DNA nanotubes can template the growth of nanowires, orient transmembrane proteins for NMR determination, and can potentially act as stiff interconnects, tracks for molecular motors, and drug nanocarriers. All current methods for the construction of DNA nanotubes result in symmetrical and cylindrical assemblies that are entirely double-stranded.¹ Here we offer a modular approach to DNA nanotube synthesis, that provides access to geometrically well-defined triangular and square DNA nanotubes which can be existed in alternating large-small features.

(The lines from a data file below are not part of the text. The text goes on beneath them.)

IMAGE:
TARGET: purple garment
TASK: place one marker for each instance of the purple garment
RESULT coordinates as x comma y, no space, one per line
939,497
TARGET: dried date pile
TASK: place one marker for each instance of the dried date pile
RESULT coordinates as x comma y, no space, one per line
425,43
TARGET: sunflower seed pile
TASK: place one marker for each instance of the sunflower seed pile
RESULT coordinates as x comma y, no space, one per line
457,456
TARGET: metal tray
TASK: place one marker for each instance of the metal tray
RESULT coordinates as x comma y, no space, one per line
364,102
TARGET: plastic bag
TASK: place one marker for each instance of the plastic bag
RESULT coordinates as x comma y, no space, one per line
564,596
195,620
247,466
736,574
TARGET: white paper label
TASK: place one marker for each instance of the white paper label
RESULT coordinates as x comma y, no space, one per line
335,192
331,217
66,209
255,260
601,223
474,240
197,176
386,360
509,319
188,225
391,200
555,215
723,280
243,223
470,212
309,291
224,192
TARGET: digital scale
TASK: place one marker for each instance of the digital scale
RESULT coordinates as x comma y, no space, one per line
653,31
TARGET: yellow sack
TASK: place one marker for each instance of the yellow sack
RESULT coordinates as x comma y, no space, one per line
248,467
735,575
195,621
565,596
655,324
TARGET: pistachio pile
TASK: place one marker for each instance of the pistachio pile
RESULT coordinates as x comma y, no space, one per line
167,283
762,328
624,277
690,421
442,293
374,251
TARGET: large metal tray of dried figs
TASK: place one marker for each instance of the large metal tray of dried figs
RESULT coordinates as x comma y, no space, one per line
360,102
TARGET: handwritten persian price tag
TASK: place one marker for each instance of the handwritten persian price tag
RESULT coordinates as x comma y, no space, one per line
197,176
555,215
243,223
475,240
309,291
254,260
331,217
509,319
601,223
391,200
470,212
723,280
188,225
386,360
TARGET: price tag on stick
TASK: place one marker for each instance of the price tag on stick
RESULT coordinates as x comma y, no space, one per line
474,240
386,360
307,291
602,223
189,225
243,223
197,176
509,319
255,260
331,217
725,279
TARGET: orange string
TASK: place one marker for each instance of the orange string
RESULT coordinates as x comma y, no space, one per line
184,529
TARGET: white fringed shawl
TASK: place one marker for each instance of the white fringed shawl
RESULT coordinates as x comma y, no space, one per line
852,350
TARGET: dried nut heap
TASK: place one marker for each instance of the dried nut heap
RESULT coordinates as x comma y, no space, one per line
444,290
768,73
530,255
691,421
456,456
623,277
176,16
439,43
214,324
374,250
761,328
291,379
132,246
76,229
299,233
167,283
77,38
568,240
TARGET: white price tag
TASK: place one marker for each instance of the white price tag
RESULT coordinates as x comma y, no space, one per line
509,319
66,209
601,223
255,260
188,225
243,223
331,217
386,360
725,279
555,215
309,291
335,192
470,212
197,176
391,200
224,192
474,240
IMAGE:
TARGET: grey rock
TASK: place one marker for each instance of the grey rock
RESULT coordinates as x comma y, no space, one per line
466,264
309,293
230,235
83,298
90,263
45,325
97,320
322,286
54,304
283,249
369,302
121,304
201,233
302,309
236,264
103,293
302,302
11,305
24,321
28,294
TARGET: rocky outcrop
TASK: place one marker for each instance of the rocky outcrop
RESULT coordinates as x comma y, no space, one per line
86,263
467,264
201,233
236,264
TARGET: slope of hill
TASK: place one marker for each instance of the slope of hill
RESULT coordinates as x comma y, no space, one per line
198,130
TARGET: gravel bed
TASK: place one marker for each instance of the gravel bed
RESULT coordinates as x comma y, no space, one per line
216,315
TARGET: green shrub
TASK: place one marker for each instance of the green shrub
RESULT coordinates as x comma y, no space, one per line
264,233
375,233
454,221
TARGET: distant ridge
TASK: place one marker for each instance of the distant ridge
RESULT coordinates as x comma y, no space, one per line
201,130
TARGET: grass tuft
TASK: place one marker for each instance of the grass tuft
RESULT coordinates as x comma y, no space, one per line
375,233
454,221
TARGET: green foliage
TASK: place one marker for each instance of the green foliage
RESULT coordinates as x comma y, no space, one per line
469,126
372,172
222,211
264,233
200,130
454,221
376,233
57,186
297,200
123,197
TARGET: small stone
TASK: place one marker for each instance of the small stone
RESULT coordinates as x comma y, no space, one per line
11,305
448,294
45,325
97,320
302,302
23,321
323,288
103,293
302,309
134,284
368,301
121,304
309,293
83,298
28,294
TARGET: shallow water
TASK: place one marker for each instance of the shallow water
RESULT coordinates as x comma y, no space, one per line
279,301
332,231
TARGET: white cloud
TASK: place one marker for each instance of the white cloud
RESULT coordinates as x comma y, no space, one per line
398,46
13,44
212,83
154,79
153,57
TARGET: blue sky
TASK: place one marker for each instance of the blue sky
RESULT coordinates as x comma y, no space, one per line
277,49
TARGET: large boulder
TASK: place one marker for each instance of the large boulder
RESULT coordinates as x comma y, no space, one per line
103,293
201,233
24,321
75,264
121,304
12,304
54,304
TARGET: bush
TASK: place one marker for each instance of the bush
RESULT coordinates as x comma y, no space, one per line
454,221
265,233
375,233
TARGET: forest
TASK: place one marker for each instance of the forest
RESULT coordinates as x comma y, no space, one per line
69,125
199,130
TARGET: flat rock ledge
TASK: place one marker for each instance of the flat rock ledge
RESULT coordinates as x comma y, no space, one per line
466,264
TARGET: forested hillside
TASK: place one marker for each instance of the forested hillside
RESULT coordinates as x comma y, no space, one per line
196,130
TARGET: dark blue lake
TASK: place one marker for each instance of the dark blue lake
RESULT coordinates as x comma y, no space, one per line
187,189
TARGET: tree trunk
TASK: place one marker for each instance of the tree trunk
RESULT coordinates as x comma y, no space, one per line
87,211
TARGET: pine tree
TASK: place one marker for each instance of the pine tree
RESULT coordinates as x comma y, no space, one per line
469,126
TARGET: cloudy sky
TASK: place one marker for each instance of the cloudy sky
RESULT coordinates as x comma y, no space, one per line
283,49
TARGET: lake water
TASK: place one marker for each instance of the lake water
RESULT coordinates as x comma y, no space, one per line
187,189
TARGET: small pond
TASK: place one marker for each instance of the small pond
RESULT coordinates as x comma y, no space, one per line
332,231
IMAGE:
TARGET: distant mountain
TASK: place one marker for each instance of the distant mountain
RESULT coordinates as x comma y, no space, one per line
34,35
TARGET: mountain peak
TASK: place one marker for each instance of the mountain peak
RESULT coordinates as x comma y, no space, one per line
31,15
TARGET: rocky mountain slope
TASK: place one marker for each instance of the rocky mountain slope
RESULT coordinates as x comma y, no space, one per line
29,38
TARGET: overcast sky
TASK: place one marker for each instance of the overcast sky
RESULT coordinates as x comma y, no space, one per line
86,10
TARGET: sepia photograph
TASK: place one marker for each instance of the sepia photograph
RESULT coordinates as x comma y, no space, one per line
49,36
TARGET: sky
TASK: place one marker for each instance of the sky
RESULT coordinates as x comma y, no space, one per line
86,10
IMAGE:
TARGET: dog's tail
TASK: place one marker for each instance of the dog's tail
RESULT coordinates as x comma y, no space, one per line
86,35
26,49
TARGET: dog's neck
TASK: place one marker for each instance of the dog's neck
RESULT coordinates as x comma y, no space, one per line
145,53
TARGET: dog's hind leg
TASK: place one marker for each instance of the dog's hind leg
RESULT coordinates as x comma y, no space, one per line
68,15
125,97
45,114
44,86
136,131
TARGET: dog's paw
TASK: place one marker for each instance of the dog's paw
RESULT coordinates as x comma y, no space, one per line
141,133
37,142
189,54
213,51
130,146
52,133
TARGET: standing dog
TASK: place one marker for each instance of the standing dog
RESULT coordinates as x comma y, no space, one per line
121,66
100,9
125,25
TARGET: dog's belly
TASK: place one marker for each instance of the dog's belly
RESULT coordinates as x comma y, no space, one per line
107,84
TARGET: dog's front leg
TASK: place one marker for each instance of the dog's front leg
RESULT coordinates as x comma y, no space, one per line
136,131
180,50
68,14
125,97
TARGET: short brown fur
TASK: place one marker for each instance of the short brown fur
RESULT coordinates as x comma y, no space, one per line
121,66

We also construct the first DNA nanotubes that can exist in double- and single-stranded forms with dramatically different stiffness.² As well, we found that the large-small DNA nanotubes can be used to encapsulate gold nanoparticles in a specific precise position. This method provides a new set of parameters to tune DNA nanotube construction, such as geometry, stiffness, and single- or double-stranded character, and promises to facilitate access to designer nanotubes with applications for the growth of nanowires of controlled shape, the loading and release of cargo, and the real-time modulation of stiffness and persistence length in interconnects.



References and Footnotes

1. (a) Douglas, S. M., Chou, J. J. & Shih, W. M. Proc. Natl. Acad. Sci. U.S.A. 104, 6644-6648 (2007). (b) Kuzuya, A., Wang, R., Sha, R. & Seeman, N. C. . Nano Lett. 7, 1757-1763 (2007) (c) Park, S. H. et al. . Nano Lett. 5, 693-696 (2005).
2. F. A. Aldaye, P. K. Lo, P. Karam, C. K. McLaughlin, G. Cosa and H. F. Sleiman, . Nature Nanotechnology, 2009, in press.